Consulting firm EY is advising Zensar on the deal, the people quoted above said.
Emails sent to Zensar Technologies, Mastek, Persistent Systems, EY and ChrysCapital went unanswered until press time.
“I think it is as simple as Zensar is looking to participate in the industry consolidation and feels it needs to add scale quickly. Mastek comes at an attractive price and has a complimentary set of logos,” said Peter Bendor-Samuel, founder of Everest Group.
“It is likely that Zensar believes it can use the Mastek beachhead in these clients to cross-sell additional services. Mastek does not seem to offer many new capabilities but footholds in new firms and new industries,” he said.
What the deal could mean
If Pune-based Zensar were to buy a stake in Mastek, the promoter shareholding would fall to about 18–20%, down nearly half from current levels. At present, promoters and promoter group entities own 35.77% of Mastek, according to BSE data.
“Zensar is an efficient player and its margins are strong. If this deal goes through, it will add scale and also help them add new capabilities,” the first person quoted above said.
The proposed sale comes at a time when Mastek has been losing share to larger peers. It recently missed out on a $1.6 billion IT modernisation contract from the UK’s public healthcare provider, the National Health Service, which was awarded to Infosys Ltd.
Mastek derives 57% of its full-year revenue from the UK, where it handles large government and civic contracts, primarily in the government and healthcare verticals.
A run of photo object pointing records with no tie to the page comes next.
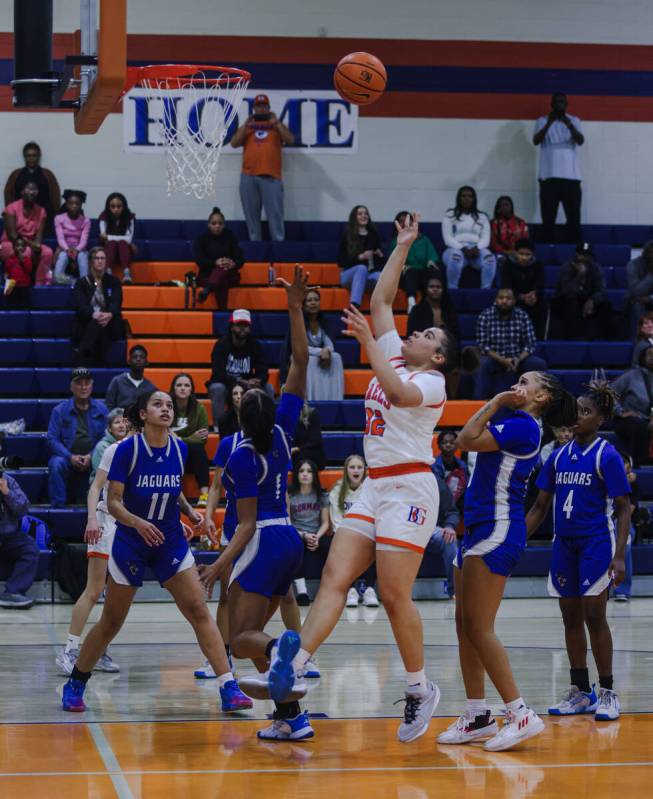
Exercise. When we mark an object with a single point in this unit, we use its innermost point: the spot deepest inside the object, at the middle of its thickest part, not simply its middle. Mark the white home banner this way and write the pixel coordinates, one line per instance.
(321, 121)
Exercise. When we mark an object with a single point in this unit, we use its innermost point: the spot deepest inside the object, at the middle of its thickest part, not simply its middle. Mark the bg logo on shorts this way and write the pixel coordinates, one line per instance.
(417, 515)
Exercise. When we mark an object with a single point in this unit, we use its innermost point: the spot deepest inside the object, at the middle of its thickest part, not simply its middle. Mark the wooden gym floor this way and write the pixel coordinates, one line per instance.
(154, 731)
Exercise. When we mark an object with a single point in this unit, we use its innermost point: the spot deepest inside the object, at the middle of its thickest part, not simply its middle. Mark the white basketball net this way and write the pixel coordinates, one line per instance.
(197, 109)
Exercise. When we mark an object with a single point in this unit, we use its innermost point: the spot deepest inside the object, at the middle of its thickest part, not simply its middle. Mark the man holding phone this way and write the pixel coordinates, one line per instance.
(559, 134)
(262, 137)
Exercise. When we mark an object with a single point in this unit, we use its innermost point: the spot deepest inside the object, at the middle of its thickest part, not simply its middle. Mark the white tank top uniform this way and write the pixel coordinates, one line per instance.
(398, 504)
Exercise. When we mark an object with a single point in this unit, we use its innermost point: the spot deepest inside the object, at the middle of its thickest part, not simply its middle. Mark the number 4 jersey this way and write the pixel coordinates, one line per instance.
(401, 435)
(584, 481)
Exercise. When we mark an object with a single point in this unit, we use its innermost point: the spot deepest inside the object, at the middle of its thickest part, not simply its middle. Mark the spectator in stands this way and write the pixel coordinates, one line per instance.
(220, 259)
(191, 424)
(639, 293)
(325, 378)
(360, 256)
(18, 277)
(506, 339)
(125, 388)
(559, 135)
(229, 422)
(262, 136)
(48, 193)
(644, 336)
(307, 441)
(72, 229)
(308, 505)
(506, 228)
(16, 547)
(444, 539)
(632, 421)
(421, 261)
(97, 301)
(341, 497)
(237, 357)
(117, 429)
(117, 233)
(25, 219)
(580, 302)
(521, 272)
(76, 426)
(466, 234)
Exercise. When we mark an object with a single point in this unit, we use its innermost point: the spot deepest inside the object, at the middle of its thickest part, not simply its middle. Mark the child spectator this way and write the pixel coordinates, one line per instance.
(360, 256)
(466, 234)
(72, 229)
(309, 513)
(341, 497)
(25, 220)
(220, 259)
(421, 260)
(191, 424)
(522, 273)
(507, 229)
(117, 233)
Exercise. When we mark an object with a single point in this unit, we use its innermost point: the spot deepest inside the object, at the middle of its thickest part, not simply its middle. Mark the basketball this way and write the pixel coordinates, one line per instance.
(360, 78)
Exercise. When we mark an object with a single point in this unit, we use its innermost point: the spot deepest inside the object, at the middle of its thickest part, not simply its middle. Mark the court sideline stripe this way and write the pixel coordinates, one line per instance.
(110, 760)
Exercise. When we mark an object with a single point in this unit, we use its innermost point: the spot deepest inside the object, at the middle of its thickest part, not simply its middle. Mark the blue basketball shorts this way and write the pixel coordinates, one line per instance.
(499, 543)
(270, 560)
(130, 556)
(579, 565)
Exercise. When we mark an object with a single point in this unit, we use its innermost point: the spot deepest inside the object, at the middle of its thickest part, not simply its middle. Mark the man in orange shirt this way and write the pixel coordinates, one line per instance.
(262, 136)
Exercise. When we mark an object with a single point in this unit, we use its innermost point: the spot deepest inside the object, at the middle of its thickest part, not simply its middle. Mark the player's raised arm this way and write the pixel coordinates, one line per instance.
(386, 287)
(296, 291)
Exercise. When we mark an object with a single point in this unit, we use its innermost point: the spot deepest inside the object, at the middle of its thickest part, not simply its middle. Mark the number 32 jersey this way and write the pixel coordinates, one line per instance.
(401, 435)
(584, 482)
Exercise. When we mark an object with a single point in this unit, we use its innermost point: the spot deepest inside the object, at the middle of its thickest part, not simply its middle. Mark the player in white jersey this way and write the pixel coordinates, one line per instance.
(99, 533)
(394, 517)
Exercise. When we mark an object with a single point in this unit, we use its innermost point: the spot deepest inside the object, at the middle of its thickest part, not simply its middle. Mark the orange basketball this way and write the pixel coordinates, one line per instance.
(360, 78)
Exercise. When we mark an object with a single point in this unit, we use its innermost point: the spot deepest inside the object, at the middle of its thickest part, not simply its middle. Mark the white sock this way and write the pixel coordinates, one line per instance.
(223, 679)
(416, 682)
(517, 705)
(475, 707)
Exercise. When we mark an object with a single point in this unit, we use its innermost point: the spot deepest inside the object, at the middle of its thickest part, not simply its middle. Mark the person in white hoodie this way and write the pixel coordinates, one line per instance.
(466, 234)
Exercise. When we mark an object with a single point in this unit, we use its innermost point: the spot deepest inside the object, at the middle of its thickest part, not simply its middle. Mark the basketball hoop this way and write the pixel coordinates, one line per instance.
(199, 104)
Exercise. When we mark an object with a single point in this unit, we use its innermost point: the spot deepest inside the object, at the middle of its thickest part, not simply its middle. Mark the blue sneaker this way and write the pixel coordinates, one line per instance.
(281, 677)
(233, 698)
(297, 729)
(575, 702)
(73, 696)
The company has also been grappling with senior management churn. Raghavendra Jha resigned as chief financial officer in June last year, less than a month into the role, citing personal reasons.
Zensar, meanwhile, has been dealing with its own challenges.
Zensar Technologies is expected to see lower business from Cisco Systems, one of its top five clients, as the US technology major reduces the number of IT vendors it works with. The company has also struggled to expand its business with telecom, media, and technology clients, which together account for about a fifth of its revenue.
Its path to the $1 billion revenue milestone has been under scrutiny after it reported full-year revenue declines in two of the last five years, raising concerns among analysts about its growth trajectory.
“When the current CEO stepped in, he aspired ZENT to move up one quadrant a year at a time from a revenue growth standpoint to the leaders quadrant in year four (FY27). FY24 being the first year, it was at the bottom-most quadrant on revenue growth but focused on getting margins to peer-matching levels. That happened rather quickly in FY24,” Bank of Baroda Capital Markets analysts Girish Pai and Lopa Notaria said in a note dated 24 January.
Access to the UK market is expected to support growth amid an uncertain demand environment. Each of Tata Consultancy Services’ last five mega deals has come from the UK, while Infosys’ latest mega deal was also from the region.
“Mastek’s UK presence, combined with Zensar’s digital and engineering capabilities, could create a more complete proposition for European enterprises that are consolidating vendors and raising governance expectations,” Phil Fersht, chief executive of HFS Research, said.